Expressively vulgar: The socio-dynamics of vulgarity and its effects on sentiment analysis in social media
Please check this paper for details regarding annotation and modeling
Citation:
@InProceedings{cachola2018vulgar,
author = {Cachola, Isabel and Holgate, Eric and Preo\c{t}iuc-Pietro, Daniel and Li, Junyi Jessy},
title = {Expressively vulgar: The socio-dynamics of vulgarity and its effects on sentiment analysis in social media},
booktitle = {Proceedings of the 27th International Conference on Computational Linguistics},
year = {2018},
pages = {2927--2938},
url = {http://aclweb.org/anthology/C18-1248},
}
Use of the data presented here must abide by the Twitter Terms of Service and Developer Policy
A bi-LSTM that predicts sentiment values, utilizing vulgarity features.
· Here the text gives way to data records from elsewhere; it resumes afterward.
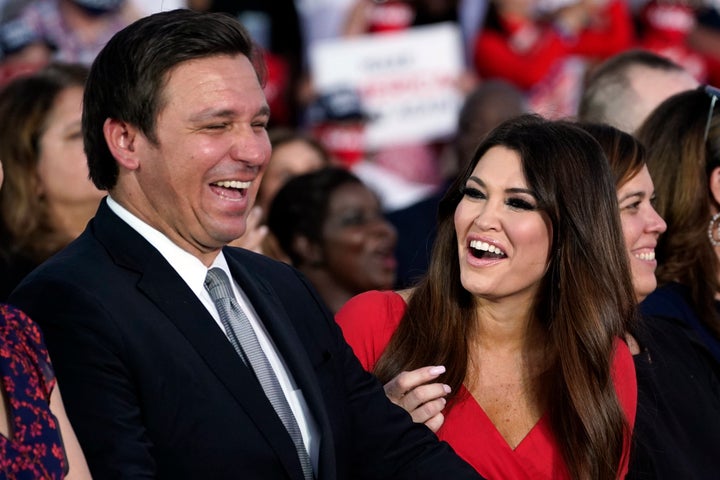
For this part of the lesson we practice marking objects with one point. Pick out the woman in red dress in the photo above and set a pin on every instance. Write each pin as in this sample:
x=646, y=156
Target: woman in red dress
x=510, y=347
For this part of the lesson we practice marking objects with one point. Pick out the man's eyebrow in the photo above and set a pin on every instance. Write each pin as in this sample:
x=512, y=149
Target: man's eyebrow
x=211, y=113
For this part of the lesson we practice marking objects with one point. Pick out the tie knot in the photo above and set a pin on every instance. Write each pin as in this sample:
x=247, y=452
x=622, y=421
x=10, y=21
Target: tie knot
x=217, y=284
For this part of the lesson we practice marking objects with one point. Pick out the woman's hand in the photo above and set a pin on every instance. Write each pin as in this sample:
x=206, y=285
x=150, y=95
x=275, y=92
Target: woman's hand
x=423, y=400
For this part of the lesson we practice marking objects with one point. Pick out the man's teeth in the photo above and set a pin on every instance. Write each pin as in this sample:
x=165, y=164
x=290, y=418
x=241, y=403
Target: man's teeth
x=485, y=247
x=646, y=256
x=234, y=184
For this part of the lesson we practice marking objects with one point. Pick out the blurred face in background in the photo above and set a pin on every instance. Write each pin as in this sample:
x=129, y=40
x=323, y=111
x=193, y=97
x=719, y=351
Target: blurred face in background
x=358, y=243
x=62, y=164
x=642, y=227
x=288, y=160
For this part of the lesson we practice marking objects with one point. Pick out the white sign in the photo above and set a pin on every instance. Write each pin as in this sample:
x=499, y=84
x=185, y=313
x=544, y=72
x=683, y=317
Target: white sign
x=407, y=80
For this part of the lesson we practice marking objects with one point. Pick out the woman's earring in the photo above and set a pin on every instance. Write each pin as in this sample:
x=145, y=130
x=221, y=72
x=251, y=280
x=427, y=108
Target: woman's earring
x=714, y=230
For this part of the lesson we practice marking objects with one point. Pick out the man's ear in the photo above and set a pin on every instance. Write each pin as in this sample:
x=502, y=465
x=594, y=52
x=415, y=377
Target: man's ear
x=121, y=139
x=309, y=252
x=714, y=185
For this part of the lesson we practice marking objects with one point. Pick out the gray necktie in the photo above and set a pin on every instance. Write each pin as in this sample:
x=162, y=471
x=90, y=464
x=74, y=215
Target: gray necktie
x=243, y=339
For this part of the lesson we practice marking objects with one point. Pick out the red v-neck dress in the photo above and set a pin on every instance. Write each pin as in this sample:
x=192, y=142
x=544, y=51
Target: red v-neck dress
x=369, y=320
x=35, y=449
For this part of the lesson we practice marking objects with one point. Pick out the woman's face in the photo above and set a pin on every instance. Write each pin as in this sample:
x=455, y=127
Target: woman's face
x=503, y=240
x=288, y=160
x=641, y=228
x=62, y=166
x=359, y=244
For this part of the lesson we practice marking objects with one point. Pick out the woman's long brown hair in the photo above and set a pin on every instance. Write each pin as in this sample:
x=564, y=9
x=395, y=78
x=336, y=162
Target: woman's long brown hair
x=585, y=299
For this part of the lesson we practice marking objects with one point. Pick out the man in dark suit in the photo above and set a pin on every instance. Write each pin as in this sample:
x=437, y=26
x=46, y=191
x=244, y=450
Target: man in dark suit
x=174, y=127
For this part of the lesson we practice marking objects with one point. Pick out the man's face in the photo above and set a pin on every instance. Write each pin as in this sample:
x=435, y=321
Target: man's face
x=652, y=87
x=200, y=179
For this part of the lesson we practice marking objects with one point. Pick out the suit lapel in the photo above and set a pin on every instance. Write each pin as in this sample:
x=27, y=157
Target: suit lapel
x=164, y=287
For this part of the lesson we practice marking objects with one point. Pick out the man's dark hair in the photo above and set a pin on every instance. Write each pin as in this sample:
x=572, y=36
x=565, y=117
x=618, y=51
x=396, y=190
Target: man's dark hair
x=127, y=78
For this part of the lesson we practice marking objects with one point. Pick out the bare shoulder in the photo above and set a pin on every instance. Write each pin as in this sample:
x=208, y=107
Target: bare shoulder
x=406, y=293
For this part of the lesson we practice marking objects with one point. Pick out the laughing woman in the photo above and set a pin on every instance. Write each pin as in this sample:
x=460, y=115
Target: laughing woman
x=510, y=347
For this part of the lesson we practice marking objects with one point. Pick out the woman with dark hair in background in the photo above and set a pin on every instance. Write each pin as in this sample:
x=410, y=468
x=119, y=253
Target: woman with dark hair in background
x=332, y=228
x=682, y=136
x=36, y=438
x=523, y=308
x=677, y=428
x=48, y=198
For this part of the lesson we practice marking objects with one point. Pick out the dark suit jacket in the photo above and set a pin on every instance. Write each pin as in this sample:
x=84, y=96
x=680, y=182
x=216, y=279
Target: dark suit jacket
x=155, y=390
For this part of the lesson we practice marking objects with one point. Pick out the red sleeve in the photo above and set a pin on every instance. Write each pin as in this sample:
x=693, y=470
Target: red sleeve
x=625, y=381
x=611, y=32
x=368, y=321
x=496, y=58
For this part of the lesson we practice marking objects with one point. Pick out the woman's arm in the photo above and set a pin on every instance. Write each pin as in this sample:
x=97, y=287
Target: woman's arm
x=78, y=466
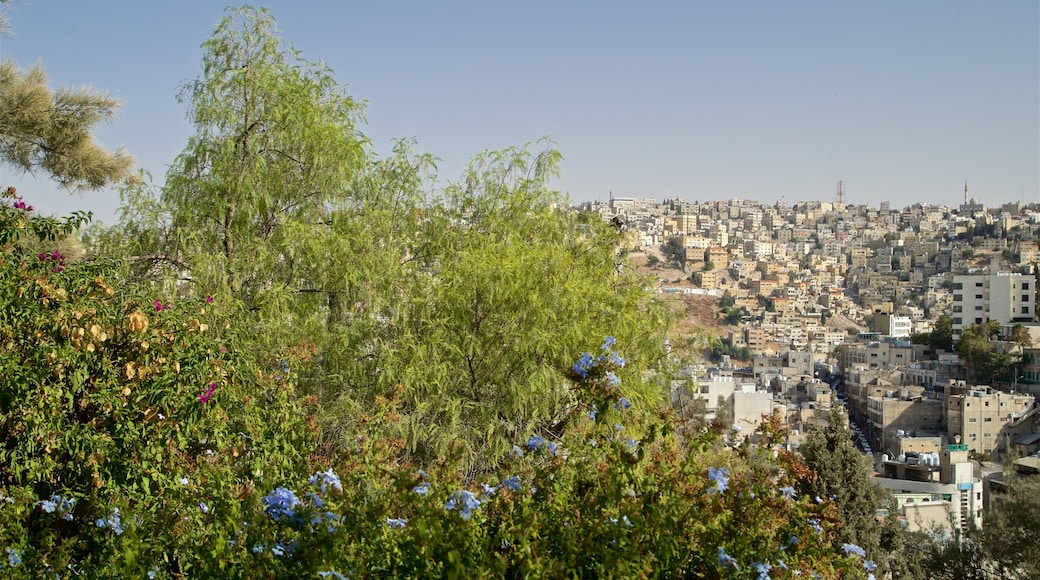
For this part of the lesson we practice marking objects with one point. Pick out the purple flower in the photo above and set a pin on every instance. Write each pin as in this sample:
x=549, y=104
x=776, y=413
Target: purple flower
x=112, y=522
x=512, y=482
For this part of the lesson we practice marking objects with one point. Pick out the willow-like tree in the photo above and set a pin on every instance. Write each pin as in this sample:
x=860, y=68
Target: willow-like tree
x=513, y=286
x=276, y=143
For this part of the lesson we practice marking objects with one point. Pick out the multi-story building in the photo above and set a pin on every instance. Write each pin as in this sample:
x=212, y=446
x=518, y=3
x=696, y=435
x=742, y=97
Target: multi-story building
x=980, y=417
x=1004, y=296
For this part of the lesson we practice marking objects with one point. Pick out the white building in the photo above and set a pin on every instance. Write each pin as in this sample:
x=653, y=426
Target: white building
x=1004, y=296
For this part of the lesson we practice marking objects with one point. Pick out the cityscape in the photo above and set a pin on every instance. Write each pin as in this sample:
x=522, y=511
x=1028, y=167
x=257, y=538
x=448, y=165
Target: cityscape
x=822, y=298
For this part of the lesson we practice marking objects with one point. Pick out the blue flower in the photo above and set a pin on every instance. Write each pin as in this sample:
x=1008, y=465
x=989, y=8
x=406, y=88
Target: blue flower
x=283, y=549
x=725, y=560
x=326, y=478
x=59, y=504
x=583, y=365
x=512, y=482
x=464, y=501
x=14, y=557
x=280, y=503
x=616, y=360
x=538, y=442
x=720, y=476
x=112, y=522
x=490, y=490
x=854, y=550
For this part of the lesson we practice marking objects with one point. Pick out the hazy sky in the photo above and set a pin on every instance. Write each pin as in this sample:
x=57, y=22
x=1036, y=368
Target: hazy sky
x=903, y=101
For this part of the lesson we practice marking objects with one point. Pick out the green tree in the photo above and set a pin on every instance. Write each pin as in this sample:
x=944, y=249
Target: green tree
x=843, y=476
x=276, y=147
x=511, y=283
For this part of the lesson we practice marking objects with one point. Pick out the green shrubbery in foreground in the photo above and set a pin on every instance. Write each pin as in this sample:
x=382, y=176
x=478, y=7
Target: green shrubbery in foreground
x=140, y=441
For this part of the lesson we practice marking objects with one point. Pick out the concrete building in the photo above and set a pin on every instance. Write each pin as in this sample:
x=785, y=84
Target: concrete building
x=983, y=418
x=1005, y=297
x=945, y=479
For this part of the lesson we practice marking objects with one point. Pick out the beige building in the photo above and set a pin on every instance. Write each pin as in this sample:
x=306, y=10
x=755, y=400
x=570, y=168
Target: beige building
x=979, y=416
x=900, y=411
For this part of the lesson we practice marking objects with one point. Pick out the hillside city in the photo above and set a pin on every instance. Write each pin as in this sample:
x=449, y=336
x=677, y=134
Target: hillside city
x=920, y=321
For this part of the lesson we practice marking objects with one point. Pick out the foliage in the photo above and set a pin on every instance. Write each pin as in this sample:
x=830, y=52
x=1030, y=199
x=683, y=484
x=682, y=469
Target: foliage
x=842, y=475
x=49, y=130
x=124, y=406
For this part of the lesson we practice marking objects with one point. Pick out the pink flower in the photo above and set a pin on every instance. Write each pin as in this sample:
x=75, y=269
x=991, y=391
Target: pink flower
x=205, y=397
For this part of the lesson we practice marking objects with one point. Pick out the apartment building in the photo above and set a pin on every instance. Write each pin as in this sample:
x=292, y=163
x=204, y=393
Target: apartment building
x=979, y=416
x=1004, y=296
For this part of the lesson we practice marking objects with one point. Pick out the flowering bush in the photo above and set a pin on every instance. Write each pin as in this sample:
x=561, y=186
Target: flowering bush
x=138, y=441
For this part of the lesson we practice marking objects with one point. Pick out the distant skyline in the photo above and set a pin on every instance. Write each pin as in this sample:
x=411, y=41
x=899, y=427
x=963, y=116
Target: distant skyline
x=903, y=101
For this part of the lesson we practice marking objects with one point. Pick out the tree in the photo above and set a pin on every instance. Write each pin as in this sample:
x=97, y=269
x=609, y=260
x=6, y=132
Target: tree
x=510, y=284
x=50, y=130
x=276, y=147
x=843, y=476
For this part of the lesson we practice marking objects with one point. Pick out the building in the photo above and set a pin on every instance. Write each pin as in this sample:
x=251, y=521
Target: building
x=930, y=485
x=1004, y=296
x=983, y=418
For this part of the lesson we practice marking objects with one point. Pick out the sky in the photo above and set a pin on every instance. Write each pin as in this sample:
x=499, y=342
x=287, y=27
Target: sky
x=904, y=102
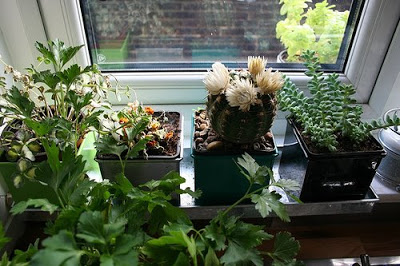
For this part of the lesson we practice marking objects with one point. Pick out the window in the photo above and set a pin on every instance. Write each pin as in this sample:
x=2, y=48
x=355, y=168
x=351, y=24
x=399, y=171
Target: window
x=159, y=35
x=25, y=21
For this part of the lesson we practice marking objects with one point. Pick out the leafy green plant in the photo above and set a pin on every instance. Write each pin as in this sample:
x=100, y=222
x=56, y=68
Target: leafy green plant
x=118, y=224
x=132, y=131
x=329, y=116
x=320, y=28
x=65, y=96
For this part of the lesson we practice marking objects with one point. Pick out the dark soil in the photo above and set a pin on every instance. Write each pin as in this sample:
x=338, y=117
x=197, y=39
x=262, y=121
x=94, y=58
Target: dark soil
x=345, y=144
x=206, y=140
x=170, y=147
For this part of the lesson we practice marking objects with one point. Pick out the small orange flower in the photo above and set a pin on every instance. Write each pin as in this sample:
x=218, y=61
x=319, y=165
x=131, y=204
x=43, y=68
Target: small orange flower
x=154, y=125
x=149, y=110
x=123, y=120
x=152, y=143
x=169, y=135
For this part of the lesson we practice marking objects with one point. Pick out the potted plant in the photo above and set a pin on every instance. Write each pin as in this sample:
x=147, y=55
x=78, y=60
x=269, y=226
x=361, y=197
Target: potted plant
x=240, y=111
x=119, y=224
x=320, y=28
x=144, y=144
x=57, y=105
x=341, y=155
The three possible vulgarity features are: (1) Masking (2) Insertion (3) Concatenations
First, run clean_data.py
to prepare data set for modeling.
clean_data.py
automatically uses the path ./data/coling_twitter_data.tsv
to the original data set but if your file path
is different then you can change it using the flag --data_set
. clean_data.py
saves the cleaned data to ./data/cleaned_data.tsv
.
Example Usage:
python3 clean_data.py --data_set=./data/coling_twitter_data.tsv
After cleaning data, run bilstm.py
Required parameters:
- train=path to training data set
- validation_data=path to validation data set
- initial_embed_weights=path to initial embedding weights
- prefix=prefix to save model
For initial embedding weights, we use 200d CBOW embeddings pre-trained on 50M tweets (Astudillo et al., 2015). Optional parameters:
-
rnndim=<rnn dimension, default=128>
-
dropout=<dropout rate, default=0.2>
-
maxsentlen=<maximum length of tweets by number of words, default=60>
-
num_cat=<number of categories, default=5>
-
lr=<learning rate, default=0.001>
-
only_testing=<boolean if you only want to load a saved model, default=False>
-
concat=<boolean if using concat method, default=False>
-
insert=<boolean if using insert method, default=False>
-
mask=<boolean if using mask method, default=False>
Example usage:
python3 bilstm.py --train=<path> --test=<path> --prefix=example --concat=True
Returns:
- Saves model as h5 and json files to ./training
- Prints summary of model
If a test set is provided:
- Saves predictions of test set to ./training/predictions
- Prints micro mean absolute error
- Prints macro mean absolute error
- Prints per class mean absolute error